Could any of this have been different? Are we forever to be subject to an endless cycle of regulation, de-regulation and regulation again? The answer is that it is possible for us to self-regulate, but to do so, each of us in the system needs to answer yes to the question: “Are we treating our customers fairly?”.

The story of risk profiling in Australia is a good illustration of the “I know nothing” approach that puts investors’ interests second. After 17 years of share and property market growth, many Australian investors had a lesser notion of conservative investing than might have been expected, given their risk tolerances and risk capacity. FinaMetrica’s analysis of its Australian database suggests that often there is a significant difference in the riskiness of the asset allocation recommended and the client’s risk tolerance.

Those drawing down on their assets to produce a living are likely to have little ability to recover their losses. Their only options are a significant lifestyle change, such as returning to work, or limiting spending. There is no doubt that there will be a wall of bitter criticism when the media discovers that many pensioners were unprepared for the negative impact on their portfolios and consequent retirement plans.

Academic research shows that the vast majority of risk-profiling questionnaires are both dangerous and inherently flawed. They conflate risk needed to achieve goals with risk tolerance and in so doing depersonalise the most important decision an investor needs to make: how much risk they accept in their financial plan.

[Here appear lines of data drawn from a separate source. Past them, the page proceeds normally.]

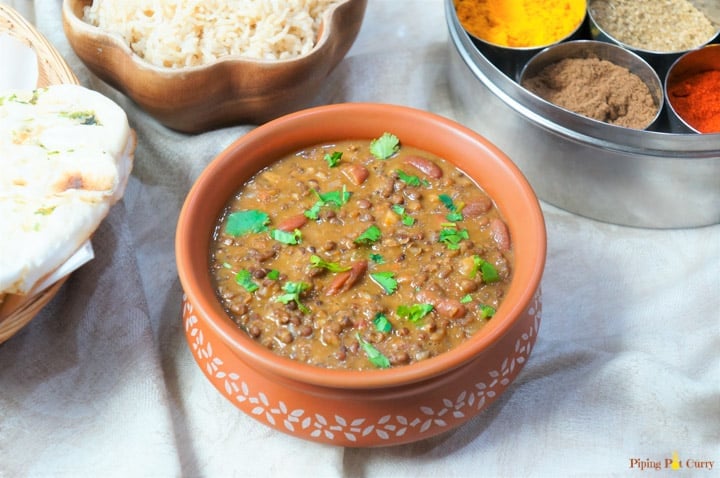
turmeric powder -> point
(520, 23)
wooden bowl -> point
(229, 91)
(361, 408)
(16, 311)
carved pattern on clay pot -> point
(427, 419)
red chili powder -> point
(696, 99)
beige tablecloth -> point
(626, 369)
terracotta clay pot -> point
(362, 408)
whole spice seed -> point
(654, 25)
(520, 23)
(696, 99)
(596, 88)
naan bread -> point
(65, 157)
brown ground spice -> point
(598, 89)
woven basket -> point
(16, 312)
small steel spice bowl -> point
(693, 62)
(511, 60)
(659, 60)
(603, 51)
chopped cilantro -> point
(82, 117)
(411, 180)
(455, 214)
(333, 159)
(370, 235)
(45, 211)
(414, 312)
(374, 355)
(244, 279)
(404, 217)
(337, 198)
(333, 198)
(488, 271)
(316, 261)
(293, 290)
(486, 311)
(381, 323)
(377, 258)
(385, 146)
(452, 237)
(386, 280)
(290, 238)
(244, 222)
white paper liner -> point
(22, 71)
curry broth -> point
(396, 260)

Over the last few months I have spoken with a number of influential people in the financial services industry about the current state of both investment markets and financial planning. Most refuse either to acknowledge the gravity of the situation or to take any personal responsibility for it.

They usually end our conversation by saying something like, “I was simply doing my job” or “my first priority is to my shareholders”. Other typical comments when discussing risk profiling are: “It’s not my responsibility; it’s not in my job brief.”

“It takes too long to do risk profiling properly.”

“We simply couldn’t suggest that there was a correct way to assess an individual’s risk tolerance if along the way you might receive a commercial advantage.”

What actually was happening was similar to what occurred in the US. No-one was prepared to take personal responsibility. No-one was prepared to say that what was going on was wrong. The agenda set by the regulators was all that the planning industry needed to achieve. That the standard was poorly articulated, wrong and inconsistent was never questioned.

“We will do only that which is asked of us directly” was the prevailing approach. So what is the way forward? The key, as ever, is to pre-empt the regulatory onslaught. One good place to start is ISO 22222, the international standard for financial planning, which provides a robust and well-thought-through process to deliver client-centric financial plans.

Another significant complement to prescriptive regulation can be found in the UK’s “Treating Customers Fairly”, or TCF. We all have to hope that TCF, or something similar, will be introduced in Australia. TCF is about setting personal professional standards, not just ticking compliance boxes. Prescriptive regulation is never sufficient by itself. There has to be a higher moral obligation in play. In the end, each of us has to be prepared to stand up when things are obviously wrong. If we don’t, we deserve the regulation we get.

Paul Resnik is a financial service commentator and a director and co-founder of FinaMetrica.